Paul Parker of Quakers in Britain explains how the organisation has embraced digital for its regular and annual meetings. This article has been specially commissioned as part of Civil Society Media’s Faith Charities Week

Quakers are pretty quiet, right? And when a group of Quakers sit together, usually in a circle, silently waiting for inspiration, it’s common for them to sense a presence in the midst of them; the feeling of a spirit moving among and between them which guides and inspires them, and lights their path.

Sometimes the inspiration is so strong that someone is moved to speak and share an insight with the others assembled. Other times, the quiet of the worship settles like a blanket over everyone there, and sends them forth renewed and transformed to face the day ahead. This experience, which can be a visceral, edge-of-your seat silence, has been at the heart of what it means to be a Quaker for nearly four centuries.

So when a pandemic hits, and face-to-face meetings in circles aren’t possible, you’d think Quakers might have to put things on hold for a while. In fact, it turns out that Quakers’ simple form of worship translates well to the virtual world. All over the country, Quaker meetings have taken themselves onto Zoom and other online platforms, and carried on worshipping together, experiencing that stillness, and finding comfort in one another’s virtual presence through unusually trying times.

Ah, but it’s not the same. Yes, it’s not. Whilst for some, the hum of the laptop, or the ping of the mobile phone notification has been a distraction and the very idea has seemed daunting, for others, the technology has been a tool for inclusion, or a simple extension of the digital world which is now their natural habitat for work and leisure. True, some have preferred to opt out of the technology, choosing to share in the stillness at home, knowing others are doing the same elsewhere. But for many of those unable to get to a Quaker meeting house in person, online worship has made it possible to be part of their faith community for the first time in years. Quaker communities have rediscovered people who had drifted away, or found themselves excluded by distance, illness or disability. And new people have found Quakers, too, after experiencing that gathered stillness for the first time online. Who’d have thought it?

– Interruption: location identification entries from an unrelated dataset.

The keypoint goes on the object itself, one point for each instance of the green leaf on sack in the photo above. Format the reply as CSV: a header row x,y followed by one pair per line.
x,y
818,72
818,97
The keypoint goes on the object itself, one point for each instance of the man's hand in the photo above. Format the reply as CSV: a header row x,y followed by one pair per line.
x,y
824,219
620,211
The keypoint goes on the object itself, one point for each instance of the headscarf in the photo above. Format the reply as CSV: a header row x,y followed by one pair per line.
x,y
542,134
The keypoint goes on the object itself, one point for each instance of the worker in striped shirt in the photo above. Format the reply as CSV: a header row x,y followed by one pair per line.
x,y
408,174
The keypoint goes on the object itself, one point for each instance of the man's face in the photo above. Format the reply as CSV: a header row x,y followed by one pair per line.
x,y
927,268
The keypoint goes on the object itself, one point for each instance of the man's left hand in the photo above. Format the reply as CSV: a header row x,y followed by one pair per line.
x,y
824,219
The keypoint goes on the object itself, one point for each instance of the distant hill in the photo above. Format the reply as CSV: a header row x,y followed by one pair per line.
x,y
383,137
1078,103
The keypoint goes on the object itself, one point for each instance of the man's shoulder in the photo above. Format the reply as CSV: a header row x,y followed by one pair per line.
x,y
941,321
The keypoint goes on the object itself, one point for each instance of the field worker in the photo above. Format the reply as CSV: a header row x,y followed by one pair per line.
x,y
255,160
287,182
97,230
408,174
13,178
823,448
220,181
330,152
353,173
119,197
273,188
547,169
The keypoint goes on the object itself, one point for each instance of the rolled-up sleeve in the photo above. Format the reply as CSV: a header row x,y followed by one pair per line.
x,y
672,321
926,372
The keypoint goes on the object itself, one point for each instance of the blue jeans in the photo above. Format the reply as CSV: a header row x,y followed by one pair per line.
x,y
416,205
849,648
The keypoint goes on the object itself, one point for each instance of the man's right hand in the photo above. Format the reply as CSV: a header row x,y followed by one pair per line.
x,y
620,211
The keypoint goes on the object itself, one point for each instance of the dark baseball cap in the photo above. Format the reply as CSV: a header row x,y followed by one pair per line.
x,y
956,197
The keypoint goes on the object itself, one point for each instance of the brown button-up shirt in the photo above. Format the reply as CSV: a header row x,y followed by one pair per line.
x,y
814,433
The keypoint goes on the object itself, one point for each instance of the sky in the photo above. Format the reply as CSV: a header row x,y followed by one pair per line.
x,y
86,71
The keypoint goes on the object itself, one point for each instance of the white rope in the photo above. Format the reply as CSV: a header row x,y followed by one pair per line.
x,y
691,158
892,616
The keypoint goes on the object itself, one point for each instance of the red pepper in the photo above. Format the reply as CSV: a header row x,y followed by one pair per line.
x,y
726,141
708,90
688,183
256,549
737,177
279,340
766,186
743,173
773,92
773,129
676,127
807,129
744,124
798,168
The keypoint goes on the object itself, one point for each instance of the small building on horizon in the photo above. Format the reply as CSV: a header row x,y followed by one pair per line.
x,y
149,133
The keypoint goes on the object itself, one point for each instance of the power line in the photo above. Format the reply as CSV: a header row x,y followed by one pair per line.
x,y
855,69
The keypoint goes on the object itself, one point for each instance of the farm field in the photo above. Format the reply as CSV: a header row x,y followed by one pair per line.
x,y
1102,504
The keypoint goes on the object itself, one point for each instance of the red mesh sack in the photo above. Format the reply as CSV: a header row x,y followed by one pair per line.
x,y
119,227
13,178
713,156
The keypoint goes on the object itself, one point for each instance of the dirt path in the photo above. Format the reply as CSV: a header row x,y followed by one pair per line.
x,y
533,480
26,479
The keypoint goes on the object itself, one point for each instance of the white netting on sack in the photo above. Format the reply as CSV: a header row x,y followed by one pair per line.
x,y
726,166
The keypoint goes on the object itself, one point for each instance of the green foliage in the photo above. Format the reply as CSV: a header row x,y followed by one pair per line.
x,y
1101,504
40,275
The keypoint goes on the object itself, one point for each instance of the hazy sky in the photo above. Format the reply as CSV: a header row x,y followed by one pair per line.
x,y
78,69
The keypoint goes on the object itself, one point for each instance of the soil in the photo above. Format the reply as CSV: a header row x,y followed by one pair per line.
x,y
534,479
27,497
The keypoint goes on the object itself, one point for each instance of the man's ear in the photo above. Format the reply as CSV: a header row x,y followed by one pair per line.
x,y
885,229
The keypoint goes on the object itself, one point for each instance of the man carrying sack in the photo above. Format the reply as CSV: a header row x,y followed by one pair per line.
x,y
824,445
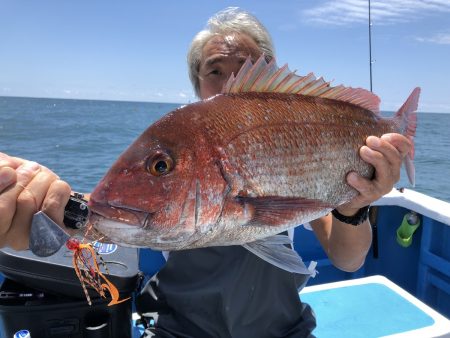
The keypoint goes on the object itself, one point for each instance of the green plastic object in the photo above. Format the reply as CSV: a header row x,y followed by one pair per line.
x,y
410,223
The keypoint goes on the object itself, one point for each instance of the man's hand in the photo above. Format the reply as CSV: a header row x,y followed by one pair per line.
x,y
386,154
25,188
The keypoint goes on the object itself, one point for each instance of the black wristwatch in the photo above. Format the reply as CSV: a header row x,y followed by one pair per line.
x,y
361,216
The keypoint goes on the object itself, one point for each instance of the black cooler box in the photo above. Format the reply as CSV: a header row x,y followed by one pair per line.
x,y
45,297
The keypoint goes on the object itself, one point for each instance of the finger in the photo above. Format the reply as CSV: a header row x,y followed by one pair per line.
x,y
7,177
28,203
55,201
387,171
8,198
393,155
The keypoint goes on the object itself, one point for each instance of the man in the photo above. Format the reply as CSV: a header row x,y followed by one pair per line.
x,y
220,291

But being a Quaker is not just about worshipping together in silence. Under the inspiration of that guiding spirit, Quakers are impelled to work for peace and justice. Every year, from across Britain a huge gathering of Quakers of all ages come together, at which they worship together and seek guidance on the work the community is called to in the world. That can be something outward, like work on climate justice, or training communities in nonviolence, or campaigning for the legal recognition of the same-sex marriages Quakers wanted to conduct, or more inward, exploring what it means to be a Quaker today, or challenging the lack of diversity in their own community.

Yearly Meeting Gathering

This year, 2000 Quakers of all ages had been expected to descend on a university campus in August for their Yearly Meeting Gathering, transforming it briefly into a community with a common purpose: to listen to divine guidance, thereby to change the world. How can these two things happen in this time of “social-distancing”?

With a face-to-face gathering quickly ruled out, creative ways had to be found for the Quaker community to come together to do its work. There would have been huge Quaker meetings for worship, all-age activities, workshops on a range of burning issues, children and young people’s programmes and business sessions where Quakers scrutinise the work of their national organisation and give guidance on its activities. Since the cancellation of the in-person event, most of this has moved online. Nearly 1000 Quakers have participated in peace and social justice webinars and workshops; 80 have followed a five-week anti-racism training programme; online youth groups have sprung up, as have sessions for the adults supporting them; and a week-long programme of virtual events for children and young people filled the slot in the school holidays left by the cancellation, exploring key themes and offering age-appropriate opportunities to experience Quaker worship.

The decision-making sessions themselves have moved to the autumn, when a 1000-strong community will meet online to deal with some essential matters. And most importantly, that session will provide a time when the Quaker community can come together from across Britain, via their computers, mobile phones, tablets, landlines and laptops, to worship together. There may be challenges, practical and technical, and sadly our children and young people won’t, this time, be able to be with us. But Quakers are looking forward to the event, hoping again to sense that presence in the midst.